This paper asserts the need to consider distributed energy resources (DER) parties that remotely control hundreds of megawatts of electricity as critical, and to require these parties to take security measures like large grid operators or producers.
As alternative energy sources, such as wind, solar or heat, have become sustainable for small scale use, they are being placed in a wide variety of locations. These DER can be connected to high, medium, or low voltage grid, contributing significantly to the electricity mix. A large loss of DER generation can severely disrupt the electrical grid.
DER are exposed to significant cyber risks. Their operations and maintenance are supported by information systems. Many activities are executed through remote access, especially in larger DER systems. And grid operators are connecting to larger DER systems to monitor and control their generation. Advanced threats, especially nation states, can attack the systems or communications to cause black-out scenarios.
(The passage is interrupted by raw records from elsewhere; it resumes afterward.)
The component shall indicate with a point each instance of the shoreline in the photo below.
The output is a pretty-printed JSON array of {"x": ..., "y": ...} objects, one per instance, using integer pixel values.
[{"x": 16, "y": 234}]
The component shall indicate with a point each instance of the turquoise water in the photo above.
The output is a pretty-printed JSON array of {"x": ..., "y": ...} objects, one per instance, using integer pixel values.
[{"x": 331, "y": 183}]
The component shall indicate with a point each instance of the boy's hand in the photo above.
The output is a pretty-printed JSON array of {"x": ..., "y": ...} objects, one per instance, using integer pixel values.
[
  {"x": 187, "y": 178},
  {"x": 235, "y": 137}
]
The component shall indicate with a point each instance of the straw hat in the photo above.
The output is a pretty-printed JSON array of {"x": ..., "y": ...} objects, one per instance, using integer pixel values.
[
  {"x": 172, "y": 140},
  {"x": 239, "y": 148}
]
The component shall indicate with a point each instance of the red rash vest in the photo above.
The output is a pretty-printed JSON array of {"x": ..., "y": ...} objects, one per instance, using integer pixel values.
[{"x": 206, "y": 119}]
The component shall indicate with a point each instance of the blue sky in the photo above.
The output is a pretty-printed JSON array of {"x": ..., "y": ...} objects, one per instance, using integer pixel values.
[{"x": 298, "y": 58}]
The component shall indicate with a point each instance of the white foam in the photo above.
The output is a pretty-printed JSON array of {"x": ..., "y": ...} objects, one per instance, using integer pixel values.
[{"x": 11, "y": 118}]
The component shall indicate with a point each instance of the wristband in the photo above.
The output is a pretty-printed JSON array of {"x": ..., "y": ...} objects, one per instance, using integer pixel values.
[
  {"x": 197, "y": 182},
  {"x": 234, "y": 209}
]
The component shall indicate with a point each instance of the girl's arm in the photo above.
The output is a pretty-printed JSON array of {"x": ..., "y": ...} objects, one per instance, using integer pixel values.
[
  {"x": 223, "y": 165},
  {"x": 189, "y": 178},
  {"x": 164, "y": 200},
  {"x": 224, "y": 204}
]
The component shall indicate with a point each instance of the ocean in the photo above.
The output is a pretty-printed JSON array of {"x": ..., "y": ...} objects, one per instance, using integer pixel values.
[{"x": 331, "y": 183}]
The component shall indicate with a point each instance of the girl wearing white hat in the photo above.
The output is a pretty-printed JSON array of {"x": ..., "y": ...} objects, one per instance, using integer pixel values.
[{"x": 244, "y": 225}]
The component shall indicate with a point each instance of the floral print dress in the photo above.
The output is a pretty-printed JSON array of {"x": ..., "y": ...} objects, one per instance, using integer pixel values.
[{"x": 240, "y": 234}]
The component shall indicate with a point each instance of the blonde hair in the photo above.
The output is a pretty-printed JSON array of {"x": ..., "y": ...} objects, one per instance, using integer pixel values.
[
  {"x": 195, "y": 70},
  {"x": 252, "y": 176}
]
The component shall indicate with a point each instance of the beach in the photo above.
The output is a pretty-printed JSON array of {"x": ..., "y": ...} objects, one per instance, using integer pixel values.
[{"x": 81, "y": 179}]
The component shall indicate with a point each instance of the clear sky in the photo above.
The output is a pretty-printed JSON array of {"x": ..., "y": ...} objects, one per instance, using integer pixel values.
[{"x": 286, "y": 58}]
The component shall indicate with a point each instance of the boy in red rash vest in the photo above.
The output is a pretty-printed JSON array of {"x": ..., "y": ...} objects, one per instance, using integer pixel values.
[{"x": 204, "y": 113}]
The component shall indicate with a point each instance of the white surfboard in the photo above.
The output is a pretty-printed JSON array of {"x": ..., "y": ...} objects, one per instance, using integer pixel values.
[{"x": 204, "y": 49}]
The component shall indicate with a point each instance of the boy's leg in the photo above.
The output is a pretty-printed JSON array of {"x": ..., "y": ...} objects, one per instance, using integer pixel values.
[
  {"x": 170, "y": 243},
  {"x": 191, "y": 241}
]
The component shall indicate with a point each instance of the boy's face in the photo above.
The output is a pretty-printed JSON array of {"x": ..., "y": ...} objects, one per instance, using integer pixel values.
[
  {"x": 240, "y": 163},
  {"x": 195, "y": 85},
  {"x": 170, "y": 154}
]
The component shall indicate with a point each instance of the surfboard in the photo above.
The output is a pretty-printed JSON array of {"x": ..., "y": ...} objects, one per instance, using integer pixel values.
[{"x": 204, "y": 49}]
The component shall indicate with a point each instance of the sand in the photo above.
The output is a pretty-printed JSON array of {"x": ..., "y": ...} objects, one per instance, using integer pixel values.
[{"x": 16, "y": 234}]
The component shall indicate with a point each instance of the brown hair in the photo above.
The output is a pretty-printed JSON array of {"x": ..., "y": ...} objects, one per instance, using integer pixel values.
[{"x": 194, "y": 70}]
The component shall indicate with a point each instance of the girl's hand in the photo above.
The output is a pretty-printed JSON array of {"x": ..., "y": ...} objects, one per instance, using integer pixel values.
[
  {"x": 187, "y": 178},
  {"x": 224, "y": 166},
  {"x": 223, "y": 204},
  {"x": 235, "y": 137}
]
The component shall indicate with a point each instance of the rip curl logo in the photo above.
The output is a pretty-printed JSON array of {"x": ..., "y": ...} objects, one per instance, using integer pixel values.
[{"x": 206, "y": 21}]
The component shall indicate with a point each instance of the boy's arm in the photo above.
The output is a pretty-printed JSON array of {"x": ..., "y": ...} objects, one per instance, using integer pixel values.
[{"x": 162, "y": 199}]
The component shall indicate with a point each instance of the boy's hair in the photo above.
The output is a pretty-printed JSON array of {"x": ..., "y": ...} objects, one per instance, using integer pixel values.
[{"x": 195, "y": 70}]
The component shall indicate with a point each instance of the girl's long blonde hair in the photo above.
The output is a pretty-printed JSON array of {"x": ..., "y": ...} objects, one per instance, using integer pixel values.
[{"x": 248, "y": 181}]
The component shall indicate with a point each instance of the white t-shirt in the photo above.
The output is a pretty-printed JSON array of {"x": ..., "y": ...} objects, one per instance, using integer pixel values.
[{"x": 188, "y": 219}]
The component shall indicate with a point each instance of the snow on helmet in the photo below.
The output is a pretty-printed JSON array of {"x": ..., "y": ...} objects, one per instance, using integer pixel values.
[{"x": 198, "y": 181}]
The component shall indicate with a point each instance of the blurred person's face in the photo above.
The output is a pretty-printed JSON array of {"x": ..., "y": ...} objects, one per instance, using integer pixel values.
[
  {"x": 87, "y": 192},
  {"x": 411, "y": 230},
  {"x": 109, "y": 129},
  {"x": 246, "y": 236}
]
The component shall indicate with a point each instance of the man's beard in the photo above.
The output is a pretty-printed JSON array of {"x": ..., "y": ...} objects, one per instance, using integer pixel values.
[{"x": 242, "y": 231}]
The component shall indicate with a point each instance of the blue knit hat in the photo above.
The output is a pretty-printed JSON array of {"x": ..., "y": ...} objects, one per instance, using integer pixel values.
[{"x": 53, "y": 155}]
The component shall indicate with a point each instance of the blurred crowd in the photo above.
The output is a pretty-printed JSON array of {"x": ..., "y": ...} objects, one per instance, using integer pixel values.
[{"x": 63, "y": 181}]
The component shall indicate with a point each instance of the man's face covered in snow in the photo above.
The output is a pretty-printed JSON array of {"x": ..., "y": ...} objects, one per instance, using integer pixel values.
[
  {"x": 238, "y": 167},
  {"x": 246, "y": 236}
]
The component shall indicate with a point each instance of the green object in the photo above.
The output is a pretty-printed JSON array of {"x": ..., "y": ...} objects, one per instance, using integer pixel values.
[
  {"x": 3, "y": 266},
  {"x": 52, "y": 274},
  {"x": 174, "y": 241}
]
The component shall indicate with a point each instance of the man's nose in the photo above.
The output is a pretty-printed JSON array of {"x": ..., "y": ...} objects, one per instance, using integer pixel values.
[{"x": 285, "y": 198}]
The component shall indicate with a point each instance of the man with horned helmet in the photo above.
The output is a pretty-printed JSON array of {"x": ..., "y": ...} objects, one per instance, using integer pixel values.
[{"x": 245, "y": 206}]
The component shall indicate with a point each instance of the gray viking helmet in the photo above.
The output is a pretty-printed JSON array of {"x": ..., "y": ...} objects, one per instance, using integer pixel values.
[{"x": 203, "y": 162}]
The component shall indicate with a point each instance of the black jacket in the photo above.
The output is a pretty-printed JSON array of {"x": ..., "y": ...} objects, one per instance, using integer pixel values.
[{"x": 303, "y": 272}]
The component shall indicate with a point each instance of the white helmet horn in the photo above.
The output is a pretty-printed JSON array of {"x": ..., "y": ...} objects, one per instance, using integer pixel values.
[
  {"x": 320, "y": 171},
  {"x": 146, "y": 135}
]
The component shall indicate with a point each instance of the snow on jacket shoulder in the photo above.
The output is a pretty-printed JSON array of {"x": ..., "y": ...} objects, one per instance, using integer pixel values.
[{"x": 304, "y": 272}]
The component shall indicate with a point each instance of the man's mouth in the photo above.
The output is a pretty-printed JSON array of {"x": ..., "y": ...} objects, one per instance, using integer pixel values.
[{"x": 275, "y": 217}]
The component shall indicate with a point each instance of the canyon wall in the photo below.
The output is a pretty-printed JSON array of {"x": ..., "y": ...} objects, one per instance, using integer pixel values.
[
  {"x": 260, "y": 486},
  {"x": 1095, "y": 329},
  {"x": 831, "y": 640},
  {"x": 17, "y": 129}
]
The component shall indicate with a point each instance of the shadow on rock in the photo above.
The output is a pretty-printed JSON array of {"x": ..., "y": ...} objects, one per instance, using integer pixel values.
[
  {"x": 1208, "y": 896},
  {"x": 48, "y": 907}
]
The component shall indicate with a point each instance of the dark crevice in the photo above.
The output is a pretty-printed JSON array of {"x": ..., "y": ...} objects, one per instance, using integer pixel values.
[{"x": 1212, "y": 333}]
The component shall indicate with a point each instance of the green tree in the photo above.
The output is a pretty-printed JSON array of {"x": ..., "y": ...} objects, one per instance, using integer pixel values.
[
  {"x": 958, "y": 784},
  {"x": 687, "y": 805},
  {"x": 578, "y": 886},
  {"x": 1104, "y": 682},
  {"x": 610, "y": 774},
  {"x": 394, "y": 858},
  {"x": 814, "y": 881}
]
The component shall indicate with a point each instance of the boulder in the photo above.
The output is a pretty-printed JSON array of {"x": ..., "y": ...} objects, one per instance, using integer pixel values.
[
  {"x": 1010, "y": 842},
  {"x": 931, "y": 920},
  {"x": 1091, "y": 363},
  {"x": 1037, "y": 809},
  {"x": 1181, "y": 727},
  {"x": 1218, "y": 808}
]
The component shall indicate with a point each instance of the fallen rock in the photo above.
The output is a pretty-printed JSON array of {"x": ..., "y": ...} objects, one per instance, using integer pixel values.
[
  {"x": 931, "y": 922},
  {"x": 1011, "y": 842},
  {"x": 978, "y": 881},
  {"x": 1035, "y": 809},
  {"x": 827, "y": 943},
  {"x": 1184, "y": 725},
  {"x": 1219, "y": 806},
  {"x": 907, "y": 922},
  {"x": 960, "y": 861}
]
However, DER parties are often not ready to manage the societal risk of a cyberattack. They need to compete in the market and will be concerned about the business risks to themselves. They do not have a legal obligation to mitigate societal risks. Still, if they remotely control hundreds of megawatts of electricity, then their systems and operations are critical and they should be required to take the necessary security measures.
This document profiles critical DER parties and the threats to them. It recommends requiring these parties to protect their systems and processes against cyber-attacks. They are suggested setting up an information security management system to structurally manage the risks. With this approach, they would align with many grid operators, contributing to a harmonized, standards-based approach throughout the electricity sector.